Vingean Reflection: Reliable Reasoning for Self-Improving Agents
I’m pleased to announce a new paper from MIRI: Vingean Reflection: Reliable Reasoning for Self-Improving Agents.
Today, human-level machine intelligence is in the domain of futurism, but there is every reason to expect that it will be developed eventually. Once artificial agents become able to improve themselves further, they may far surpass human intelligence, making it vitally important to ensure that the result of an “intelligence explosion” is aligned with human interests. In this paper, we discuss one aspect of this challenge: ensuring that the initial agent’s reasoning about its future versions is reliable, even if these future versions are far more intelligent than the current reasoner. We refer to reasoning of this sort as Vingean Reflection.
A self-improving agent must reason about the behavior of its smarter successors in abstract terms, since if it could predict their actions in detail, it would already be as smart as them.
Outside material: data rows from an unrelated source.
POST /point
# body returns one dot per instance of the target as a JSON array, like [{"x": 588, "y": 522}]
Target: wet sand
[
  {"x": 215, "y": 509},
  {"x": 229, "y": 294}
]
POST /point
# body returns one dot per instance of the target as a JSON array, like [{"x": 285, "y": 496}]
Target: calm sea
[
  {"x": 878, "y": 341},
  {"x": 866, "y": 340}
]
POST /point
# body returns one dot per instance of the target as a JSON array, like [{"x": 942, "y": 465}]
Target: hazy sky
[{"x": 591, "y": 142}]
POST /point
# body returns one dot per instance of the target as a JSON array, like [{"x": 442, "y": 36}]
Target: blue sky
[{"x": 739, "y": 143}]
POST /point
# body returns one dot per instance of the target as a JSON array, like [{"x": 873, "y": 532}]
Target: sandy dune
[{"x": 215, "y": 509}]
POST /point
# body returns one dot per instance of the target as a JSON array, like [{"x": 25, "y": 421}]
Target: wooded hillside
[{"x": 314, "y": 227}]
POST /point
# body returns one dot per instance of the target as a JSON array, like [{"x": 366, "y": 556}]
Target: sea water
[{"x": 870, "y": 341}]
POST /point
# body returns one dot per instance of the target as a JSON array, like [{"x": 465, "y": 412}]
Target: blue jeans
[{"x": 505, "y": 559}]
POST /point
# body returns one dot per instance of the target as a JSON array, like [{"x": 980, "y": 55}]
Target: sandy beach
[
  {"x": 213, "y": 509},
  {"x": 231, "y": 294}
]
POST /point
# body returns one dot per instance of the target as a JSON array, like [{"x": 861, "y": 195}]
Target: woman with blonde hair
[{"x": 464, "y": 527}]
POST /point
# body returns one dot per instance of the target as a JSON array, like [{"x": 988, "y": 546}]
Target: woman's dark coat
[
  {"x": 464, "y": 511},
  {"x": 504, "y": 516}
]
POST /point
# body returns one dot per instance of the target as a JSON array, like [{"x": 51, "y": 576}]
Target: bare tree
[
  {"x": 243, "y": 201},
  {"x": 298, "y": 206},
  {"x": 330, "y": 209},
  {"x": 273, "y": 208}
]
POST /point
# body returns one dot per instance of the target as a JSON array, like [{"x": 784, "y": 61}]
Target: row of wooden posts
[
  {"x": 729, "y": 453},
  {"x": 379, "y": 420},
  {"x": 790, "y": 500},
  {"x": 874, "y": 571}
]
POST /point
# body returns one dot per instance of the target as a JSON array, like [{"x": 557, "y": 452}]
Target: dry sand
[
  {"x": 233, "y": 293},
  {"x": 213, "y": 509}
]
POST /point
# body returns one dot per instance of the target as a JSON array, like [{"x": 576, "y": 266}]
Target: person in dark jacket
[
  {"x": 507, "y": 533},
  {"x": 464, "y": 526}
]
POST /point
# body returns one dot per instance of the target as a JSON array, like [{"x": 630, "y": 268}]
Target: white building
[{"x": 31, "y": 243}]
This is called the Vingean principle, and we argue that theoretical work on Vingean reflection should focus on formal models that reflect this principle. However, the framework of expected utility maximization, commonly used to model rational agents, fails to do so. We review a body of work which instead investigates agents that use formal proofs to reason about their successors. While it is unlikely that real-world agents would base their behavior entirely on formal proofs, this appears to be the best currently available formal model of abstract reasoning, and work in this setting may lead to insights applicable to more realistic approaches to Vingean reflection.
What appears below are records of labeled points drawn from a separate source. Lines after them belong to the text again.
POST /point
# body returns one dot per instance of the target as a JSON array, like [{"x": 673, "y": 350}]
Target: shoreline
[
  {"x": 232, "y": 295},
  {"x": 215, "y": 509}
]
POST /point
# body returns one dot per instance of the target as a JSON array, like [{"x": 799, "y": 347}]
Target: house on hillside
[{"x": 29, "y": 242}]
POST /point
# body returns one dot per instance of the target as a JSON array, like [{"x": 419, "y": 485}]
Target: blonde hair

This is the fourth in a series of six papers discussing various components of MIRI’s technical research agenda. It motivates the field of Vingean reflection, which studies methods by which agents can reason reliably about agents that are more intelligent than themselves. Toy models used to study this problem in the past include the “tiling agent” models that have been discussed on LessWrong in the past. The introduction to the paper runs as follows:
In a 1965 article, I.J. Good introduced the concept of an “intelligence explosion” (Good 1965):
Let an ultraintelligent machine be defined as a machine that can far surpass all the intellectual activities of any man however clever. Since the design of machines is one of these intellectual activities, an ultraintelligent machine could design even better machines; there would then unquestionably be an ‘intelligence explosion,’ and the intelligence of man would be left far behind. Thus the first ultraintelligent machine is the last invention that man need ever make.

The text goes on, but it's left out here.